Doris Segal

Read Doris’ story of survival and courage below.


 

Doris’ story


Dorli Klepperova was born on 16 June 1932 in Chomotow, a German speaking town in the Sudetenland, Czechoslovakia. Her father, Siegfried, was a marketing manager and the family enjoyed a comfortable lifestyle. In 1938, Czechoslovakia was ceded to Germany and Dorli’s family realised the urgency of leaving their homeland. Siegfried’s attention was caught by an Irish trade mission to Czechoslovakia, seeking to attract European industry to the west of Ireland. It was headed by Senator J.E. McElinn and included Marcus Witztum and Serge Phillipson, who negotiated the setting up of the hat factory with Hugo Reiniger & Co., hat manufacturer of Chomotow. 

Siegfried applied for a work permit and, although he had no actual skills in the making of hats, he was granted a visa. Dorli and her parents, Siegfried and Gretel (Margaret), made the long journey by train across Europe and to Ireland by boat in the summer of 1939, ending up in Castlebar when the factory opened. 

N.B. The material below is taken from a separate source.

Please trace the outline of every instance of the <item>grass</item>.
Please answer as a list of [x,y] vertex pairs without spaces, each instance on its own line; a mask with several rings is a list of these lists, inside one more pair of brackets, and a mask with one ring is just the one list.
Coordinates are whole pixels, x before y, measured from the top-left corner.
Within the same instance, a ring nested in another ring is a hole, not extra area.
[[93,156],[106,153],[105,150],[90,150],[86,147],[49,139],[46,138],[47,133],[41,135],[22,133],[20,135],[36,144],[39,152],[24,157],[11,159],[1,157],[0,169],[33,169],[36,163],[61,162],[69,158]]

In Ireland, ‘Dorli’ became ‘Doris’. The Kleppers found life in the west of Ireland very different from their previous existence. The family knew little English, but for Doris it was necessary to learn a third language, too, since all her primary schooling was conducted through Irish. 

At the age of 12, Doris was sent to boarding school in Dublin, and her parents moved there in 1952. Doris qualified as a physiotherapist in 1955. She married Jack Segal in 1958 and they had three children: Henry, Michelle and Robert. 

Not all of Doris’s family was lucky enough to escape the Nazis. Fred’s two brothers perished in concentration camps despite desperate efforts to get them out of Czechoslovakia. Gretel’s parents, Max and Klara Heller, were sent to Theresienstadt and from there deported to Auschwitz, where they perished. Throughout their lives, Siegfried and Gretel were burdened by the knowledge of the fates of so many loved ones in the Holocaust. 

‘I was very fond of my grandparents and we were very close. It was very hard saying goodbye to them – even though I did not realise at the time that we would never see each other again.’

Doris lived in Terenure before she passed away in January 2018.